Start a New Tradition
Thanksgiving was especially difficult for me after my parents passed away. So I made it a tradition to go to a Cowboys football game to take my mind off of things. For the last several years I’ve worked a job that is extremely busy on Thanksgiving so that has helped as well.
Volunteer
If you feel isolated and alone during this time of the year try volunteering. Not only will this give you an opportunity to meet new people you will also be helping someone in need. I’ve volunteered at the local food pantry and at church handing out turkeys and Thanksgiving dinner to those who needed it.
Cry it Out
It’s OK to feel sad. Cry it out.
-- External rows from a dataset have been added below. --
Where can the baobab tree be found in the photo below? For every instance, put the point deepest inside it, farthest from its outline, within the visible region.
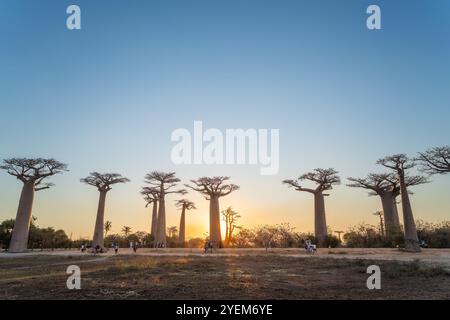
(325, 179)
(230, 217)
(126, 230)
(400, 164)
(108, 225)
(435, 160)
(381, 185)
(387, 187)
(213, 188)
(151, 196)
(103, 183)
(184, 205)
(172, 231)
(163, 182)
(33, 173)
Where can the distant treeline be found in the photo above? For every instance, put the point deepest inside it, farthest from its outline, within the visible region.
(435, 235)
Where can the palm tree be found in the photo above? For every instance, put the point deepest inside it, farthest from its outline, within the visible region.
(126, 231)
(103, 184)
(184, 205)
(151, 196)
(108, 225)
(325, 179)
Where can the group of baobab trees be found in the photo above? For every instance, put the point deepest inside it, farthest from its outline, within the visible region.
(388, 186)
(33, 173)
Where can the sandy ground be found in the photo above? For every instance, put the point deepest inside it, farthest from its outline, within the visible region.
(432, 256)
(226, 274)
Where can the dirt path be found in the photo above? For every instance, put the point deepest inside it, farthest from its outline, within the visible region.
(429, 256)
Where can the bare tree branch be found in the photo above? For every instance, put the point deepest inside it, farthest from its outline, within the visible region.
(435, 160)
(33, 170)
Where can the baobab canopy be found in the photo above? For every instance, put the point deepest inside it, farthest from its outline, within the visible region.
(213, 188)
(324, 179)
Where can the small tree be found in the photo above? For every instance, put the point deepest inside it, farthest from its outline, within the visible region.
(230, 217)
(184, 205)
(151, 196)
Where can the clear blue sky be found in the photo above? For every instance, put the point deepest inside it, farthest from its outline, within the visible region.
(107, 98)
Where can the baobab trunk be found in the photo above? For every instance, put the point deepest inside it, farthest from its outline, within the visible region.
(214, 222)
(395, 211)
(154, 229)
(19, 238)
(389, 211)
(182, 235)
(99, 222)
(161, 231)
(320, 223)
(411, 239)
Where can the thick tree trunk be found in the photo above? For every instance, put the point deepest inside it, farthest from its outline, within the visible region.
(411, 239)
(19, 238)
(389, 211)
(227, 233)
(182, 234)
(214, 222)
(154, 229)
(161, 232)
(99, 222)
(320, 223)
(395, 211)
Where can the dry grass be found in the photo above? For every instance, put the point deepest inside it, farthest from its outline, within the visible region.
(225, 277)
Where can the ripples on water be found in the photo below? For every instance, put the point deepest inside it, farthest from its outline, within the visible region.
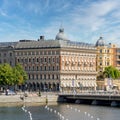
(60, 112)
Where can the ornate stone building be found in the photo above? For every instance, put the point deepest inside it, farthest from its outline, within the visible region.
(58, 64)
(105, 54)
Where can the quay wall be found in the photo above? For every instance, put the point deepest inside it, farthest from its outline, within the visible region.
(30, 99)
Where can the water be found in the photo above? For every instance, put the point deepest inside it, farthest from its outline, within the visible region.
(60, 112)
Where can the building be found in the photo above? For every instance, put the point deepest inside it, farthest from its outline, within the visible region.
(57, 65)
(105, 54)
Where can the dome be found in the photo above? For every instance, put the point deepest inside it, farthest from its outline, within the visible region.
(61, 35)
(100, 42)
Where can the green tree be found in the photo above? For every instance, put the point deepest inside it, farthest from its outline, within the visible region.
(112, 72)
(20, 74)
(6, 74)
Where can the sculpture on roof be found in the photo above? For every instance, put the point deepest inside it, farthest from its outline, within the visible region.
(61, 35)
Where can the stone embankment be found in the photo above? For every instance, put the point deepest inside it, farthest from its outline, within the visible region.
(20, 99)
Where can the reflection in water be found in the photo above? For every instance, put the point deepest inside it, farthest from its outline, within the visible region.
(60, 112)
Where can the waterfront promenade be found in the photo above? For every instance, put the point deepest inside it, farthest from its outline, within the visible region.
(31, 98)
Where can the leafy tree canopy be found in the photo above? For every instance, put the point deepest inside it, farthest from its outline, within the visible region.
(112, 72)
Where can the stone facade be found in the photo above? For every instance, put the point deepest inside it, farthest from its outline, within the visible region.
(57, 65)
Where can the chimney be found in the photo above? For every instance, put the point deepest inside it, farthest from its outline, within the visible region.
(42, 38)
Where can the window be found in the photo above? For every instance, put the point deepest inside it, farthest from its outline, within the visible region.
(37, 68)
(100, 50)
(4, 54)
(48, 76)
(37, 76)
(49, 60)
(52, 76)
(45, 67)
(45, 77)
(53, 68)
(37, 59)
(40, 67)
(49, 68)
(45, 60)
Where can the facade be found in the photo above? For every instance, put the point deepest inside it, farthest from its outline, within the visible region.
(105, 54)
(57, 65)
(7, 53)
(117, 58)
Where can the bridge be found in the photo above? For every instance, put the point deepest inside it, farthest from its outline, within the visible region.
(96, 98)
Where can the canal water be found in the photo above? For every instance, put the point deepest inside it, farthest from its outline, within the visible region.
(59, 112)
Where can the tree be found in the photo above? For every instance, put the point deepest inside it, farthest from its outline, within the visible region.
(6, 74)
(112, 72)
(20, 74)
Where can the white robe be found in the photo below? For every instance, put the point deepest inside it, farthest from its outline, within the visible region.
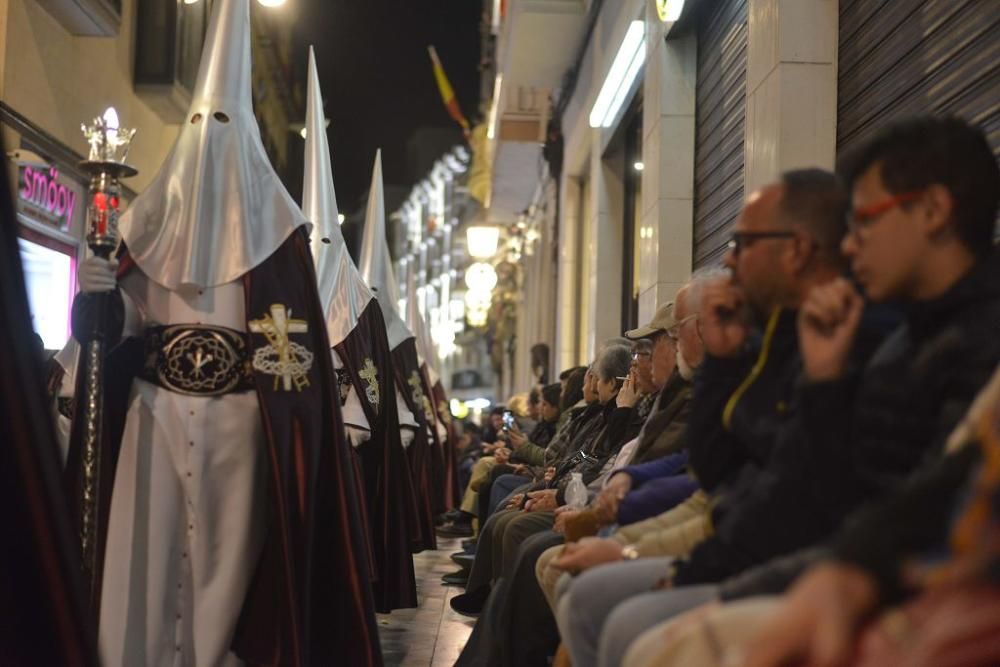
(188, 509)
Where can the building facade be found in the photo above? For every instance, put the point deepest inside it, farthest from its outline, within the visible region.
(62, 63)
(669, 112)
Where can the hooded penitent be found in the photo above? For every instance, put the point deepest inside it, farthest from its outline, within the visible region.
(234, 529)
(376, 268)
(445, 477)
(217, 171)
(358, 336)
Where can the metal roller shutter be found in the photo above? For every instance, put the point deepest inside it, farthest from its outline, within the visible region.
(904, 57)
(720, 113)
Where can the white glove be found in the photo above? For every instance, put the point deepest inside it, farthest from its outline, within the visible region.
(357, 436)
(97, 275)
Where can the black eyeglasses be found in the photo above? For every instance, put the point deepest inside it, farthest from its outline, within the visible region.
(741, 240)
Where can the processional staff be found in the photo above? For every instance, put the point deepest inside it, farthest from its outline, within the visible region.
(109, 145)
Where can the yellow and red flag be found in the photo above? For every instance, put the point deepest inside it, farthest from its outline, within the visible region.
(447, 94)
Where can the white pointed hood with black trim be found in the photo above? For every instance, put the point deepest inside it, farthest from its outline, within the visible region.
(216, 209)
(375, 263)
(342, 290)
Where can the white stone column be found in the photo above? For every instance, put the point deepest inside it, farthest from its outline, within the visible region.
(791, 88)
(569, 276)
(603, 271)
(665, 233)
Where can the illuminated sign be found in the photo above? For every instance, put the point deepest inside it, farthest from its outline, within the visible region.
(43, 196)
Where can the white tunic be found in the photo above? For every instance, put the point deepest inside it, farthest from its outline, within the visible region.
(188, 509)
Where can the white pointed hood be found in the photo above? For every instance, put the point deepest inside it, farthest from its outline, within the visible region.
(342, 290)
(418, 325)
(375, 262)
(216, 209)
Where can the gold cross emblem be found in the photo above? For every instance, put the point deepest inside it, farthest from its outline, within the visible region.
(285, 359)
(198, 360)
(370, 375)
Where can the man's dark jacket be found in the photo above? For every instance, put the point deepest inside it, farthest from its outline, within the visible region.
(854, 440)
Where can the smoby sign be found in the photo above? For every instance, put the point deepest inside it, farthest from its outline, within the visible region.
(43, 196)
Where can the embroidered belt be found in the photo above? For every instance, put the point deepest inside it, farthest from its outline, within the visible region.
(197, 360)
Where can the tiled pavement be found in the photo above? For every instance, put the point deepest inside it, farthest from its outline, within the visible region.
(431, 635)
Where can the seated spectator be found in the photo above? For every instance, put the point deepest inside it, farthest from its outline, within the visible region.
(878, 599)
(602, 439)
(517, 627)
(785, 242)
(921, 235)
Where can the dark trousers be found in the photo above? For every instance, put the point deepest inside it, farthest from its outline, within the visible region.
(516, 627)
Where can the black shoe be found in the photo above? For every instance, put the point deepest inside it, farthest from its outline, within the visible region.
(463, 559)
(459, 578)
(452, 529)
(471, 603)
(451, 515)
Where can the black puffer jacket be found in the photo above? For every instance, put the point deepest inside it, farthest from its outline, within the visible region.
(854, 440)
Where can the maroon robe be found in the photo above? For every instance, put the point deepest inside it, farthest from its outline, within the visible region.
(389, 494)
(439, 502)
(452, 493)
(420, 453)
(310, 600)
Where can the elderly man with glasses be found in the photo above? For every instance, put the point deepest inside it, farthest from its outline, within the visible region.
(785, 242)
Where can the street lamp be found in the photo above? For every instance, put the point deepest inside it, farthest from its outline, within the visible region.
(482, 241)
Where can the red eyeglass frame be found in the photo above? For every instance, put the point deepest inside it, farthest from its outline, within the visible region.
(862, 217)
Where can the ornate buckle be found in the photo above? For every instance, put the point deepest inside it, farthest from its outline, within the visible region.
(202, 361)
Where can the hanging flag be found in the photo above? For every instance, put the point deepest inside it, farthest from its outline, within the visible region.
(447, 94)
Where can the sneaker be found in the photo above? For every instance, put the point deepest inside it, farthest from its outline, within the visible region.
(459, 578)
(471, 603)
(462, 559)
(451, 515)
(452, 529)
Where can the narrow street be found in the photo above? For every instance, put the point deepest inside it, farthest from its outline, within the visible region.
(431, 635)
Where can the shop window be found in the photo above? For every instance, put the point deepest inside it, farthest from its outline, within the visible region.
(632, 218)
(49, 275)
(166, 67)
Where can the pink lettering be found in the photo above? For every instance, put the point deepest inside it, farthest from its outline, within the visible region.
(26, 188)
(42, 188)
(70, 204)
(38, 188)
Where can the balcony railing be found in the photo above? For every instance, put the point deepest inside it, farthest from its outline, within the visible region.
(90, 18)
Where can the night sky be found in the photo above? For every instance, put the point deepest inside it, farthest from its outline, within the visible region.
(378, 85)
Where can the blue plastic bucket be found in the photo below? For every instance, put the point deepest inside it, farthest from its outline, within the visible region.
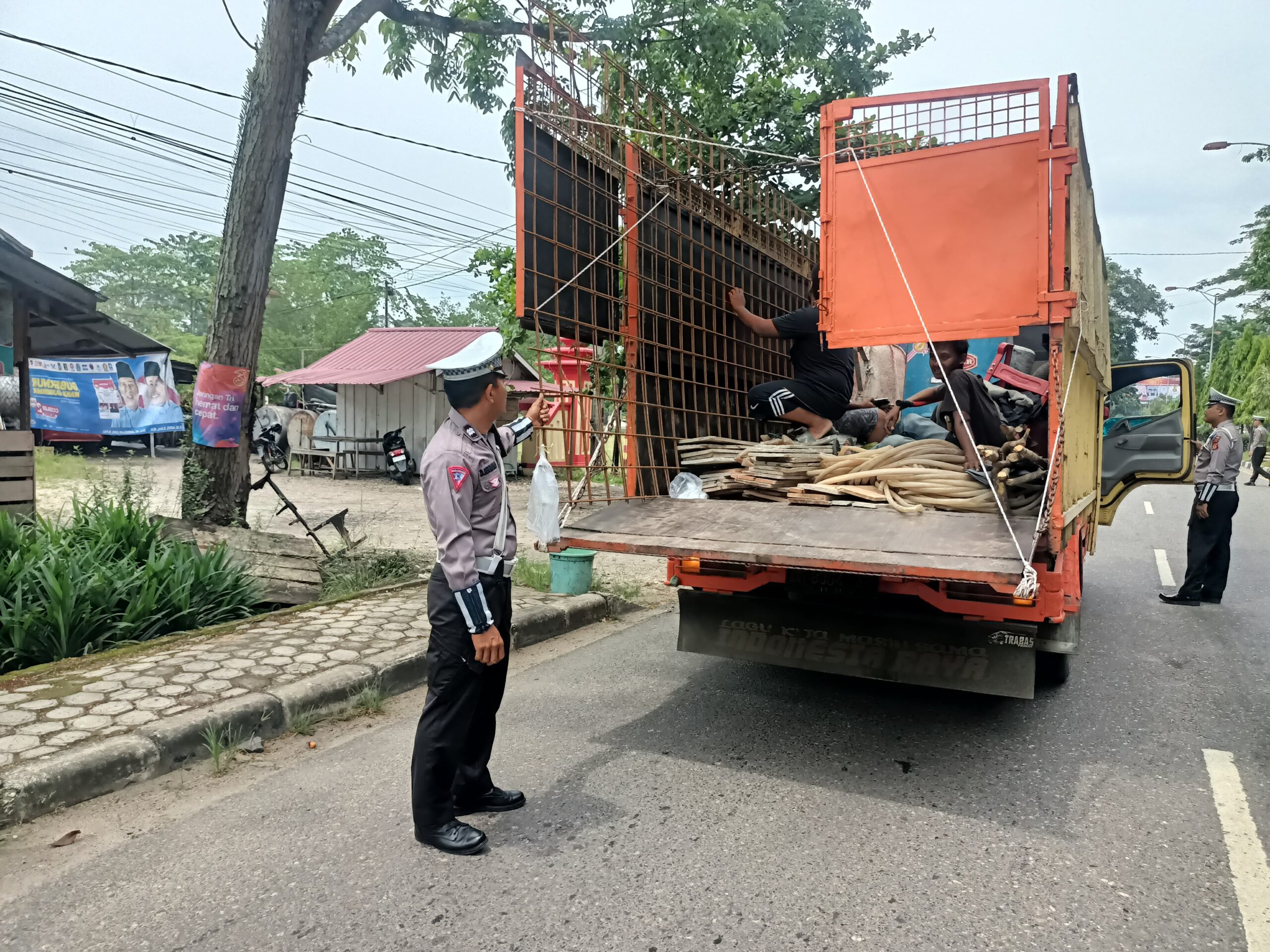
(572, 570)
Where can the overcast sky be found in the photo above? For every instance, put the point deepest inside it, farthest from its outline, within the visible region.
(1157, 80)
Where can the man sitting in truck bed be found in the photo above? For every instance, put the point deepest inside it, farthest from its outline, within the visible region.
(972, 395)
(824, 376)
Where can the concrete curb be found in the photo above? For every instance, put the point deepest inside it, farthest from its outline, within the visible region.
(63, 780)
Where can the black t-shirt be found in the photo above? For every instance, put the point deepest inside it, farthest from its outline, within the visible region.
(829, 370)
(980, 408)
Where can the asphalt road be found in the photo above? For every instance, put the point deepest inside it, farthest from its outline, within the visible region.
(688, 803)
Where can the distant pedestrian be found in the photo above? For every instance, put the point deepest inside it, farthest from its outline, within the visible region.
(1259, 450)
(1217, 498)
You will feel cleansed and much better. Crying can bring about a sense of relief and releases stress hormones.
Get Some Sleep
Give your body some well needed rest by taking a nap and try to get 7-8 hours of sleep each night. You will might be surprised to see how much better you will feel when you are clear headed and well rested.
Get Help
If you are sad for prolonged periods of time you might need professional help. This is nothing to be ashamed of. Your mental health needs to be treated as seriously as your physical health.
If you are feeling suicidal you should immediately do one of these:
- Call 911
- Go to the emergency room
- Call the National Suicide Prevention Lifeline at 1-800-273-TALK (1-800-273-8255).
Hopefully these tips will help you get past the holiday blues. Remember to live in the present and that this too shall pass. Before you know it the holidays will be in the rear view mirror so try to enjoy what you can, go easy on yourself. Good luck!